Updates and bug fixes

  • Added a series of functions to guess the best format for locus as the previous try-except statements were not working.

  • Added a few more tests - now code coverage is 70%!

  • Added sanitize_dtype function so that saving and conversion of format with R/h5/h5ad works.

  • Changed bool to str where possible so as not to intefere with saving in h5ad with h5py>=3.0.0.

  • Minor annotation update: Using Optional instead of Union[None, whatever].

  • Fix broken links in docs.

  • Bug fixes for compatibility with: mouse #70 and TCR data #81.

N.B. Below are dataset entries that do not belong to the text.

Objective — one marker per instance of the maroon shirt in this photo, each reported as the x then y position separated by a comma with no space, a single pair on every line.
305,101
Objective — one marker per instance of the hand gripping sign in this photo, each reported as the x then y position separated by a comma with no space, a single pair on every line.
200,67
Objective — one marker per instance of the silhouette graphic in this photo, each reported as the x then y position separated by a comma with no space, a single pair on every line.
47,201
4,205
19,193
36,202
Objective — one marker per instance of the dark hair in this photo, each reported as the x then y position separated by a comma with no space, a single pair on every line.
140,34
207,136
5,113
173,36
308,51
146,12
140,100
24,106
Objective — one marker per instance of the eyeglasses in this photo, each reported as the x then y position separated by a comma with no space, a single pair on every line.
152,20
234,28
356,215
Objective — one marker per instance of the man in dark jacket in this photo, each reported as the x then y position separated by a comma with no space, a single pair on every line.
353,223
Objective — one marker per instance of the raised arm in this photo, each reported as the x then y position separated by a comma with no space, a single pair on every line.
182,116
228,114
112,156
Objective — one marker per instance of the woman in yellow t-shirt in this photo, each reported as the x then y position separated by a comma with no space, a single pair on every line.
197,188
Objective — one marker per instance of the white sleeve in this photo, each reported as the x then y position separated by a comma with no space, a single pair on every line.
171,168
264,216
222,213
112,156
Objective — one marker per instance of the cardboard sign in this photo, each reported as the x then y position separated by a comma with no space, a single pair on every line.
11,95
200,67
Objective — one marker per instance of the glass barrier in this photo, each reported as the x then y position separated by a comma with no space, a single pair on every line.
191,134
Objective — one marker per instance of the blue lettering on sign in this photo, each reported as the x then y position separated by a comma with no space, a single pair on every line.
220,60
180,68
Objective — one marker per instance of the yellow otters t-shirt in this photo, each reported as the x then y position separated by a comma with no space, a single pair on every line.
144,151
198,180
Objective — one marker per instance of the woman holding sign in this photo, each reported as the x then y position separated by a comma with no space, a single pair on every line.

  • Some bug fixes to container script.

  • Updated container definition:

    • Now will try to build R version >= 4.
    • Added a test suite in the container so that it automatically runs pytest after building.
    • Trying out whether appending the paths to SINGULARITY_ENVIRONMENT first helps with #79.
  • Added pytest suite within the container. Now I can quickly test like as follows:

    # devel and testing
    sudo singularity build --notest sc-dandelion_dev.sif sc-dandelion_dev.def
    sudo singularity test --writable-tmpfs sc-dandelion_dev.sif
    
    # for release
    sudo singularity build --notest sc-dandelion.sif sc-dandelion.def
    sudo singularity test --writable-tmpfs sc-dandelion.sif
    singularity sign sc-dandelion.sif
    singularity verify sc-dandelion.sif
    singularity push sc-dandelion.sif library://kt16/default/sc-dandelion
    

    The test requires root access otherwise wouldn't be able to write into the container. Should look into whether sandbox/fakeroot modes works.

  • Interactive shell session of the container should now work with singularity shell --writable-tmpfs sc-dandelion.sif.

Still needs work

#62 Streamline update_metadata
#63 Fix update_metadata to work with concat.
#64 Allow retrieve to work both ways
#68 Native implementation of function to count mutation
#69 Rescue contigs that fail germline reconstruction?

dandelion - v0.1.4

Published by zktuong over 3 years ago

  • Multiple bug fixes.

  • Reworked filter_contigs

    • Added a 'lite' mode for filter_contigs where it just checks for v/j/c gene call mis-match. Toggled with simple = True.
    • Split the filtering between and productive and non-productive contigs:
      • Replaced rescue_igh option with keep_highest_umi option which applies to all locus.
  • Updated the isotype dictionary to allow for mouse genes which seems to address #70.

  • Added more tests.

  • Updated ddl.pp.calculate_threshold to reflect the updated shazam's disToNearest functionalities.

  • Added sanitization functions to check for data stored in dandelion is relatively compliant with airr-standards (barring missing columns from 10x's data or scirpy's transferred data.

  • Updated transfer of boolean columns to anndata to be stored as string rather than category during filter_contigs.

  • Updated h5py requirement to be >=3.1.0. 2.10.0 should still work though. This led to some updates to how AnnData was storing info from dandelion after filter_contigs. Should update the tutorial in the next version.

TODO before merging:

  • complete 10x output parser
  • address #54

Ongoing:

  • Slight issue with integration with scirpy https://github.com/icbi-lab/scirpy/pull/283, but should be solved. Will edit tests when the the pr is merged.

  • Need to create larger fixtures to get access to some steps within the functions.

  • Also need to test a mouse fixture. Maybe i should merge a large mouse fixture?